Professional Training and
Clinical Priorities

Mr Lee Taylor, Specialist Hip & Knee Surgery in West Sussex & HampshireLee Taylor provides a highly experienced, expert service in his NHS and Private Practice. The practice is based on over 20 years experience as a Consultant Orthopaedic Surgeon, incorporating modern technologies but with a sound evidence base.

He qualified from the Middlesex Hospital in London. His specialist training was at the Royal National Orthopaedic Hospital, London and he completed a Fellowship in reconstructive hip and knee surgery (replacement and ligament reconstruction) at the Royal Adelaide Hospital, Australia.

His main postgraduate academic achievement was being awarded the Jacksonian Prize and a Hunterian Professorship by the Royal College of Surgeons of England.

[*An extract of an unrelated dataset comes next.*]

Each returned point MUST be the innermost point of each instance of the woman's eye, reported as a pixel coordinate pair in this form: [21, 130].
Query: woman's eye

Roles of Responsibility: Mr Taylor has been the Clinical Director for Orthopaedics at St Richards Hospital and the Integrated Clinical Lead for Orthopaedic Surgery for the combined Chichester and Worthing Trusts.

Professional Indemnity and Data Protection: Mr Taylor has full Private Indemnity cover and is registered under the Data Protection Act.

Topics of high importance

Infection: Mr Taylor is the Chairman of the Infection Control Committee for the Chichester Nuffield Hospital. He has an extremely low infection rate in hip and knee replacement and has not had an infection in his private practice for over 10 years.

Dislocation: Mr Taylor has not had a dislocation in a primary hip replacement in his private practice for over 15 years. He sits on the Medical Advisory Committee at the Chichester Nuffield that monitors all of the hospitals complications.

Enhanced Recovery and Pain Relief: Mr Taylor's practice incorporates the latest techniques of pain control and early mobilisation to keep hospital stay to a safe minimum level. The expected stay for both Hip and Knee replacement is 2-4 days.

Minimal / Small Incision Surgery: Mr Taylor uses the smallest incisions he feels are safe for the operation. There is no evidence that minimal incisions offer any advantage and there are many reports of complications.